Several major factors support a bullish outlook, according to East Daley. The most basic is not just demand growth, but increasing demand growth. More specifically, increasing consumption growth from international markets supplemented by the Department of Energy’s repurchase program for the Strategic Petroleum Reserve. At the same time, domestic crude stocks sit at historic lows, so both commercial and federal tanks need refilling at a time that global supply is shrinking. That is likely a political and economic decision by OPEC+ to reduce near-term production levels.

As a result, the U.S. has become “an export machine,” O’Donnell said. “Newly proposed offshore facilities will provide the world with better access to U.S. crude supply at more economical rates.”

The U.S. is also sticking with capital discipline, leading to consolidation through M&A and rig cuts, which will result in the moderated growth.

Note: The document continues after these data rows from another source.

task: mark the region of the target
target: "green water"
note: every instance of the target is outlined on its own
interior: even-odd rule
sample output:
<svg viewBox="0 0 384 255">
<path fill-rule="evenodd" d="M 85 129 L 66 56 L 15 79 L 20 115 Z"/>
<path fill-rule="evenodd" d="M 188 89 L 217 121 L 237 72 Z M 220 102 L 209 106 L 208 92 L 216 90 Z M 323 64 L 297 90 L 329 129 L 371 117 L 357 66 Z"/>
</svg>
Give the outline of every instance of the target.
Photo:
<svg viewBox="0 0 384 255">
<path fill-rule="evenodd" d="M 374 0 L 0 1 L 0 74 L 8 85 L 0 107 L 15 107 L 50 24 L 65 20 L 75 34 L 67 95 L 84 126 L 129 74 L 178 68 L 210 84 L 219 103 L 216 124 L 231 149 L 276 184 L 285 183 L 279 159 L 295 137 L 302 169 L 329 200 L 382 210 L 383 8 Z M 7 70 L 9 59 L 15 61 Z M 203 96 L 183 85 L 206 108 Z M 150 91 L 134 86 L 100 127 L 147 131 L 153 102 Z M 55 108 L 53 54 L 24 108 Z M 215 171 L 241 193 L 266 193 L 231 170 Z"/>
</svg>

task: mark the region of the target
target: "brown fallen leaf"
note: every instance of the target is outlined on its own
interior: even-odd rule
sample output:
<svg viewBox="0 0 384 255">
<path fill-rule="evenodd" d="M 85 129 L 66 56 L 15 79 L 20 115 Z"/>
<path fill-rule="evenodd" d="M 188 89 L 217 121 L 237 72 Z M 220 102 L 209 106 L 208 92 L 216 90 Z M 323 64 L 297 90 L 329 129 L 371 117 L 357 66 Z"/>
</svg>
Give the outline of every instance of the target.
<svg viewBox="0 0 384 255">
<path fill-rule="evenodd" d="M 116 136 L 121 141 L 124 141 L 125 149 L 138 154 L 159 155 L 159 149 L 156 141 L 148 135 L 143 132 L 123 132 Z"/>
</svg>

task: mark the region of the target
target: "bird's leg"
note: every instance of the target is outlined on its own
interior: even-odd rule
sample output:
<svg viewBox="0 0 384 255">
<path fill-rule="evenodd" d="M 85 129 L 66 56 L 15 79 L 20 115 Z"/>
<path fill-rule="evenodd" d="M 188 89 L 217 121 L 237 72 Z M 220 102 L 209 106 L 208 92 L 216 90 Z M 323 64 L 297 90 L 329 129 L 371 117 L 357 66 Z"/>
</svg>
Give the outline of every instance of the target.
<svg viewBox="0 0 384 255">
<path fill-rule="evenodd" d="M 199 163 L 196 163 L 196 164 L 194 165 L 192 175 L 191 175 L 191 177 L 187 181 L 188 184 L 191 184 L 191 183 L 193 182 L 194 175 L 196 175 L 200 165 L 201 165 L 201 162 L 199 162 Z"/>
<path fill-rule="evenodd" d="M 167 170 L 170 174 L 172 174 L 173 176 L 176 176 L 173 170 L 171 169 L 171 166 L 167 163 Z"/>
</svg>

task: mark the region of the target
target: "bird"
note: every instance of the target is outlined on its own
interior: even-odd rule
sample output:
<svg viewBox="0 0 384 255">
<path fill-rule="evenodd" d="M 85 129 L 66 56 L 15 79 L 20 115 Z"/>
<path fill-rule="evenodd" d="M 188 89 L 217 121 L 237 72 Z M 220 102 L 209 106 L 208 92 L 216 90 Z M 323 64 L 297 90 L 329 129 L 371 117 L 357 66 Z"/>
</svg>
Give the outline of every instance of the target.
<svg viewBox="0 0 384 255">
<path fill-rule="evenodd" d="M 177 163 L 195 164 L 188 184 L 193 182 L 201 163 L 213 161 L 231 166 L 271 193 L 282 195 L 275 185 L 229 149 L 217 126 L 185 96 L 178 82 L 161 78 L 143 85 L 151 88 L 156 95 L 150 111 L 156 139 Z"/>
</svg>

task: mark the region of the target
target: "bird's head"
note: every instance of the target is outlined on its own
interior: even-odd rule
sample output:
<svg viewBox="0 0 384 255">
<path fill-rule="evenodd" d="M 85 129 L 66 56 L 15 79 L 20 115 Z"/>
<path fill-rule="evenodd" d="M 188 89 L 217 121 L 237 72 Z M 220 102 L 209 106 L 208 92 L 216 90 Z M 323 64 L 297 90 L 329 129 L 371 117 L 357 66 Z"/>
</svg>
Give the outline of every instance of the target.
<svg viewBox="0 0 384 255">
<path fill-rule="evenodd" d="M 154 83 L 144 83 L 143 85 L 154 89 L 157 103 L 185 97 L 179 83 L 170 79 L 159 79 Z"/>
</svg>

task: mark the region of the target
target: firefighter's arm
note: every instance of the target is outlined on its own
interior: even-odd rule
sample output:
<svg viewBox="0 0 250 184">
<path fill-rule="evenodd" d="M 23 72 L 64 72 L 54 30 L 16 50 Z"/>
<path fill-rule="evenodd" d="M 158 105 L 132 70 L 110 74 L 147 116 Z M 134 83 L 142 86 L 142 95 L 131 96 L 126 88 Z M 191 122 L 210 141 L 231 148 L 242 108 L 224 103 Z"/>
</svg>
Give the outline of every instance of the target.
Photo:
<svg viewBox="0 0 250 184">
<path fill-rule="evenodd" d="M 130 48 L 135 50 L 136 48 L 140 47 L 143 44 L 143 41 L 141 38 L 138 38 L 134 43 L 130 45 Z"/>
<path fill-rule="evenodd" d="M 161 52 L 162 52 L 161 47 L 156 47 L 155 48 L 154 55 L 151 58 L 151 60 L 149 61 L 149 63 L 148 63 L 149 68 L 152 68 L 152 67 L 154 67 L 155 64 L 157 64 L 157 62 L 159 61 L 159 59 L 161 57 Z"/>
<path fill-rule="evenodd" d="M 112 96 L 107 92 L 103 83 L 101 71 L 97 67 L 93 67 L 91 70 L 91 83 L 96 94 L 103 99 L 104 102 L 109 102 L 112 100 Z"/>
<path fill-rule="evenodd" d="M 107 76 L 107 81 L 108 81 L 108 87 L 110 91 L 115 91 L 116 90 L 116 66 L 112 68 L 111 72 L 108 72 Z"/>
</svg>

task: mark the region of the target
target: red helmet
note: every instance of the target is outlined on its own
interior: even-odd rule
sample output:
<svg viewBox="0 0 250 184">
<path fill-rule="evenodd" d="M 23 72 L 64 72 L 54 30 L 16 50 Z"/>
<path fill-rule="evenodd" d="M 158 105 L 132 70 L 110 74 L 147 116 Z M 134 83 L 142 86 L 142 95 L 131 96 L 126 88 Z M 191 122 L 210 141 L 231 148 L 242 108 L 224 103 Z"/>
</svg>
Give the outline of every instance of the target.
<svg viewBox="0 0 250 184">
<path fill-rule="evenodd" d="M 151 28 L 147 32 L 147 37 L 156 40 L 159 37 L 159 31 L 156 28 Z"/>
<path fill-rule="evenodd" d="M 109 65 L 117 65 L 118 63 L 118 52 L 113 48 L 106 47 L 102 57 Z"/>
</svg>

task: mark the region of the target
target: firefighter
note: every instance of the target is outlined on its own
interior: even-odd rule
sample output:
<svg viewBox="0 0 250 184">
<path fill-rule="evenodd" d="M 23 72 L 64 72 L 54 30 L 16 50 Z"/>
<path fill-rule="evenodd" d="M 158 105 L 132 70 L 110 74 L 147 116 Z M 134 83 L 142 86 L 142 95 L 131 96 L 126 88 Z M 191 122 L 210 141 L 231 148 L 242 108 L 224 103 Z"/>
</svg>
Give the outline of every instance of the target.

O’Donnell noted one further wrinkle: Canadian supply displacement. A shift in heavy Canadian barrels will see those volumes moving to Pacific export markets via the Trans Mountain pipeline expansion in the first quarter of 2024. That is expected to displace about 500,000 bbl/d of heavy Canadian crude currently going into Patoka and the U.S. Gulf Coast, and is a potential call on Gulf of Mexico production.